Inch by inch (1)March 25, 2008 at 11:07 pm | Posted in All My Sketches, Misc. | Leave a comment
Tags: China, chinese, 福, drawing, inchies, sketch, taiji, tradition, yinyang, 喜, 寿, 春
I bet this one is the most well known among all 15 inchies I drew. Taiji symbol☯ reflects the concept of Yin and Yang. For me, it’s rather a religious symbol as it’s usually seen in Taoist temples. The Taiji symbol together with Bagua is a very important component for Fengshui. I’ve seen a Taiji-Bagua on the roof of a friend’s home. Such an ornament is said to be talismanic.
All these 3 are Chinese characters, whereas only the first one is regular. The other two are rather decoration scripts. The first one,喜, refers to Joy, the first of seven normal human emotions (joy, anger, sorrow, fear, love, hate and desire: 七情). I saw this character on a colleague’s necklace the other day. This block was actually the first one I drew. This character also represents good things, e.g. expecting a child and weddings.

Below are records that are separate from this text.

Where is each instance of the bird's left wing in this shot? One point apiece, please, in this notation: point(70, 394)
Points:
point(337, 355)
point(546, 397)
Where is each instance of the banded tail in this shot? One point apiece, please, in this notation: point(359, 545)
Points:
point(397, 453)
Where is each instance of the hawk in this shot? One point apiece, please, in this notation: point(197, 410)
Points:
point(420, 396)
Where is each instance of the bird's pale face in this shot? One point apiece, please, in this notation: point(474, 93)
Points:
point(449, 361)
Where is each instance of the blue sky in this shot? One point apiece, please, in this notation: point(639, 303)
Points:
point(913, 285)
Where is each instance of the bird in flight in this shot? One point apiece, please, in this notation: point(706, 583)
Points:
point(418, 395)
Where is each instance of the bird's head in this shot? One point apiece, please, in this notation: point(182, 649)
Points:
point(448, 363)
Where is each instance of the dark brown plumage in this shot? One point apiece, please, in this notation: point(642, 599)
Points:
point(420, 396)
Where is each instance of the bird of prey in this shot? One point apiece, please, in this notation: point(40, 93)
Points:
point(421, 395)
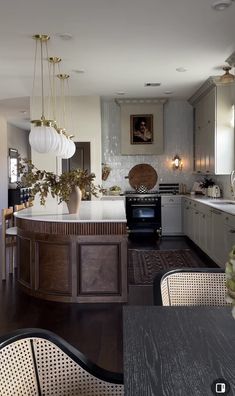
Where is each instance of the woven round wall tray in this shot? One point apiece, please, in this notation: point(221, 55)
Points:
point(143, 175)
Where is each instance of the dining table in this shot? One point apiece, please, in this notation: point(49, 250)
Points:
point(178, 351)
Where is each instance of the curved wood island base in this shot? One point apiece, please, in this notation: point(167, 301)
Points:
point(71, 259)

It’s widely used in pair, like 囍, especially for wedding decorations, called double happiness, generally red. Speaking of colors, white is usually avoided in a traditional Chinese wedding and many other celebration events, as white is the color of death. This double happiness character is also one of the basic patterns in traditional Chinese paper cutting. The only decoration for my own wedding was such a paper cutting made by myself. There are many variant cutting patterns of this character.
The next one in purple is the character 寿, which means longevity, and the last one is 福, luck. There are way too many variants to list for both characters. Many calligraphists can write over 100 variants for each of them. Putting 100 寿 or 福 together is sort of a wish for getting extreme long life or extremely lucky, because the number 100 in Chinese can imply infinity. The 100 variants of the same character can be layout differently.

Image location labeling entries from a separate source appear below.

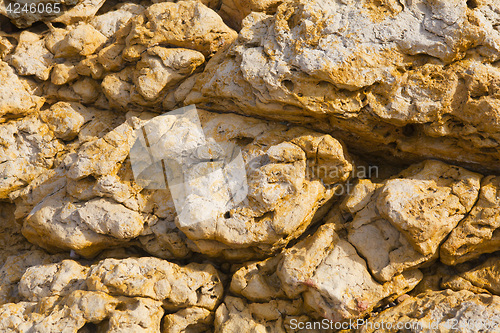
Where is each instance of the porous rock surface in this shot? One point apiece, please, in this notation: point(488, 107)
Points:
point(295, 98)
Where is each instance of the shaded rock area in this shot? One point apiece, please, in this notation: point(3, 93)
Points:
point(249, 166)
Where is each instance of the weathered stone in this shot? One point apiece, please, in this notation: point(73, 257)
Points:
point(236, 314)
point(400, 223)
point(17, 97)
point(71, 313)
point(327, 272)
point(57, 279)
point(479, 232)
point(165, 23)
point(290, 173)
point(82, 11)
point(27, 149)
point(192, 319)
point(83, 40)
point(58, 224)
point(444, 311)
point(109, 23)
point(234, 11)
point(383, 77)
point(64, 11)
point(178, 287)
point(65, 119)
point(31, 57)
point(482, 279)
point(13, 269)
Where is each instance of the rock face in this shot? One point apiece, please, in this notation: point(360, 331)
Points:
point(97, 204)
point(384, 77)
point(400, 223)
point(324, 271)
point(478, 233)
point(444, 311)
point(65, 296)
point(326, 161)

BTW: the last character is in fact up-side-down. In Chinese, particularly Mandarin, the character for reverse (倒) sounds the same as the character for coming (到), so the up-side-down character of luck indicates luck is approaching. People also write the character for spring (春) up-side-down to celebrate the Chinese New Year, literally Spring Festival in Chinese, which is the beginning of the spring.
It’s very interesting for myself to think of all these traditional things and put them into words. Please be patient with me. I will go over the inchies one by one.